Shukui Qin1, Ho yeong Lim2, Baek-yeol Ryoo3, Cindy Li4, Huiling Xiong4, Andreas Johne5, Ann-lii Cheng6

1Medical Oncology Department, Nanjing Bayi Hospital, Nanjing, China, 2department of medicine, Samsung Medical Center, Sungkyunkwan University, Seoul, South Korea, 3Department of Oncology, Asan Medical Center, University of Ulsan College of Medicine, Seoul, South Korea, 4Merck Serono Pharmaceutical R&D Co., Ltd., Beijing, China, 5Merck KGaA, Darmstadt, Germany, 6Department of Oncology, National Taiwan University Hospital, Taipei, Taiwan

 

Background:HCC, a poor-prognosis disease for which the only approved drug is sorafenib, has a high unmet need. Factors associated with tumor aggressiveness in advanced HCC include c-Met amplification/over expression. The highly selective c-Met inhibitor tepotinib (MSC2156119J) has demonstrated antitumor activity in phase I trials in patients with solid tumors, particularly those with c-Met-positive disease. A maximum-tolerated dose of tepotinib has not been established at doses up to 1,400 mg/day, and a dose of 500 mg/day has been shown to inhibit c-Met activity by >95% in >90% of patients. Tepotinib was shown to be well tolerated in the phase IB part of this trial. Tepotinib 500 mg/day is being compared with sorafenib as first-line therapy for advanced HCC in the recently initiated phase II part of the trial (NCT01988493). Trial design: Adults with histologically/cytologically confirmed, measurable advanced HCC of Barcelona Clinic Liver Cancer Stage C are eligible for the randomized, open-label phase II trial, which will be conducted at 30–35 sites in China, South Korea, Taiwan, and other Asian countries. Eligible patients are also required to have Child-Pugh Class A liver function and ECOG performance status 0–2. Prior systemic therapy for HCC is not allowed. All patients must have c-Met-positive tumors, defined as c-Met protein overexpression (moderate [2+] or strong [3+] staining for c-Met in ≥50% of tumor cells using immunohistochemistry).
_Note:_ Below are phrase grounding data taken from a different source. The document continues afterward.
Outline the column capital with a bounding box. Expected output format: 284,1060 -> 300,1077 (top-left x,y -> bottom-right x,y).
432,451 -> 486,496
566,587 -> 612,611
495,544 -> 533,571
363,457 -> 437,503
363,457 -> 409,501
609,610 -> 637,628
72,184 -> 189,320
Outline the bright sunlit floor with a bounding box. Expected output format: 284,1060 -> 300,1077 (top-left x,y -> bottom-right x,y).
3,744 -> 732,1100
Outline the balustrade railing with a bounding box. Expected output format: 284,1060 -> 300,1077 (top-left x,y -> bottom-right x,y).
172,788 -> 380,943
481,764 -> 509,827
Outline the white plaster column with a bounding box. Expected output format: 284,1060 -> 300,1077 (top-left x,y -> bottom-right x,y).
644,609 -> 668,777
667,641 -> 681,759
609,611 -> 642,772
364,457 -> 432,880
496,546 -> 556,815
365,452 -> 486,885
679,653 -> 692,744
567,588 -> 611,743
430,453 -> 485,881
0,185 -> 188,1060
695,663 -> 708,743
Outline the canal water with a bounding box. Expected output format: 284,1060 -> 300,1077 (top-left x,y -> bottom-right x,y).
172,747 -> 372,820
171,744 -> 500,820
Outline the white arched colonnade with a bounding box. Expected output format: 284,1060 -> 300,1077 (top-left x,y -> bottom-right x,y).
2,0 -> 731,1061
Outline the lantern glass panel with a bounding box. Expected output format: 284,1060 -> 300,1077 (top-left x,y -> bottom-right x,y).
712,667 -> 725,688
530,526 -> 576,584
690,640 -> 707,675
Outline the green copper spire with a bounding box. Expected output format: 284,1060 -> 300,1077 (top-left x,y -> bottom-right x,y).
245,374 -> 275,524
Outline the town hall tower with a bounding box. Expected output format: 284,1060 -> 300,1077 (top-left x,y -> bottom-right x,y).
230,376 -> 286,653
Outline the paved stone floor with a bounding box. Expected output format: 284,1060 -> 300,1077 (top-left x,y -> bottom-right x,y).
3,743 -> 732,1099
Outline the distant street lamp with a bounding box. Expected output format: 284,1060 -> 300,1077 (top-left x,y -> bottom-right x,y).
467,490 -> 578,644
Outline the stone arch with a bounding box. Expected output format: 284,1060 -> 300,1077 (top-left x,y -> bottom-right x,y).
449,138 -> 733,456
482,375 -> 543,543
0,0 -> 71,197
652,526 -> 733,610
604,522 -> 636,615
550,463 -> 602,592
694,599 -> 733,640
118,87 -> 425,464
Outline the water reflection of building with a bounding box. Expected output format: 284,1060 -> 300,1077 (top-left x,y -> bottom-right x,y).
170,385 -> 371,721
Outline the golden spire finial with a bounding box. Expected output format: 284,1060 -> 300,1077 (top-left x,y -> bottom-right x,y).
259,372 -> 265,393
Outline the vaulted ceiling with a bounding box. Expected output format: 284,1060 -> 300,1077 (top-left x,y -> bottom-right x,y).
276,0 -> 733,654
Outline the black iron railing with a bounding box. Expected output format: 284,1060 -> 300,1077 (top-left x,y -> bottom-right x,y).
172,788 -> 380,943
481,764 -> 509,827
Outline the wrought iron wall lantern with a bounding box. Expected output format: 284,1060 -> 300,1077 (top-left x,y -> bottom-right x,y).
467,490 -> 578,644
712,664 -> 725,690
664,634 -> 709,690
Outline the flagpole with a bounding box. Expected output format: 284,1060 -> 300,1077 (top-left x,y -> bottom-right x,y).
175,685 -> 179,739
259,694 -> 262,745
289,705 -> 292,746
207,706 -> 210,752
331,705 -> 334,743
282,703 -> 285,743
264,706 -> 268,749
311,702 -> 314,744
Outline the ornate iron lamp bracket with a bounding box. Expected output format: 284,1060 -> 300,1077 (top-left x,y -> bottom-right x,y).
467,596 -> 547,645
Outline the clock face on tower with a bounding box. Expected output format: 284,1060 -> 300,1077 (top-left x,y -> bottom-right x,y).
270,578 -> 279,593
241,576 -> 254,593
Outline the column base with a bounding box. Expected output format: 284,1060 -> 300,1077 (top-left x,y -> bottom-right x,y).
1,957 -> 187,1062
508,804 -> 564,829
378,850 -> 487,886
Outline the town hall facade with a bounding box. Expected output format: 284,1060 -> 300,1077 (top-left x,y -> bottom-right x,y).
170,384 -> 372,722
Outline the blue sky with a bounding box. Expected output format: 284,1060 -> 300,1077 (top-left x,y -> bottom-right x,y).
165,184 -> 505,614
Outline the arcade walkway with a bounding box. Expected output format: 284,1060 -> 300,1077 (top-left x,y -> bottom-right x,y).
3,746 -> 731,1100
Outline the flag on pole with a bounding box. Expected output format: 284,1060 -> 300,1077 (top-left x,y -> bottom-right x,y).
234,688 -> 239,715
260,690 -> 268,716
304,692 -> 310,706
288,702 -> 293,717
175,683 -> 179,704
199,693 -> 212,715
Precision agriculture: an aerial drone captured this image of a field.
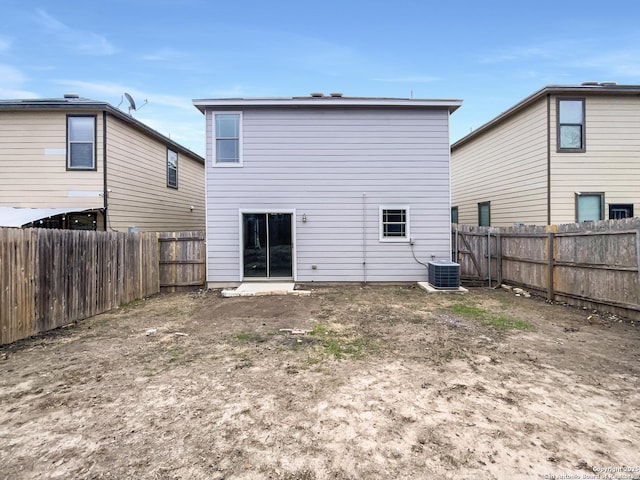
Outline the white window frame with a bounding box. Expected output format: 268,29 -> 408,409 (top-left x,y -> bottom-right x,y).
67,115 -> 96,170
213,111 -> 243,167
379,205 -> 410,243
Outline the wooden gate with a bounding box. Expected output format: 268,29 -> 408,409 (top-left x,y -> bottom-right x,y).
158,231 -> 206,292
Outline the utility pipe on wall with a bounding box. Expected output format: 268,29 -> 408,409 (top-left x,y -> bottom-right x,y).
362,192 -> 367,283
487,228 -> 492,287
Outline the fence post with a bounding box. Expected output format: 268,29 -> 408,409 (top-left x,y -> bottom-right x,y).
546,224 -> 556,301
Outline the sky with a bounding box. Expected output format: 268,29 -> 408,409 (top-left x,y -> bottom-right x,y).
2,0 -> 639,157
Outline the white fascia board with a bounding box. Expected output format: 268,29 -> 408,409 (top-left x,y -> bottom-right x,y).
193,97 -> 462,112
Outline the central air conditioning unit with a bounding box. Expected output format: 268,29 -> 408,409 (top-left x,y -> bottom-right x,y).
428,260 -> 460,289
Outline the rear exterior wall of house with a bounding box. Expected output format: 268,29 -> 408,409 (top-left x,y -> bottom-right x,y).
204,106 -> 453,285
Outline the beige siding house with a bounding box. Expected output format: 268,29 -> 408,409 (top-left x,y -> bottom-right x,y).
451,83 -> 640,226
0,96 -> 205,231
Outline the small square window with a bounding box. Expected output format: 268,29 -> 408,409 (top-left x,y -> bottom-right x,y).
67,115 -> 96,170
451,206 -> 459,224
609,204 -> 633,220
576,193 -> 603,222
379,206 -> 410,242
167,149 -> 178,189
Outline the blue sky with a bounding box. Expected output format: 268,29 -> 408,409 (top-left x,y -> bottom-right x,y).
2,0 -> 639,156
A planned 140 patients will be randomized to receive first-line tepotinib 500 mg/day or sorafenib 400 mg BID over a 21-day cycle. The primary objective is to evaluate efficacy as measured by time to progression (TTP) of first-line single-agent tepotinib versus sorafenib. Secondary objectives are to evaluate the safety and tolerability as well as the antitumor efficacy of single-agent tepotinib versus sorafenib. Exploratory objectives include patient-reported outcomes and analysis of potential biomarkers. This large randomized phase II trial will provide evidence of whether tepotinib represents an effective alternative to sorafenib for the first-line treatment of Asian patients with c-Met-positive advanced HCC.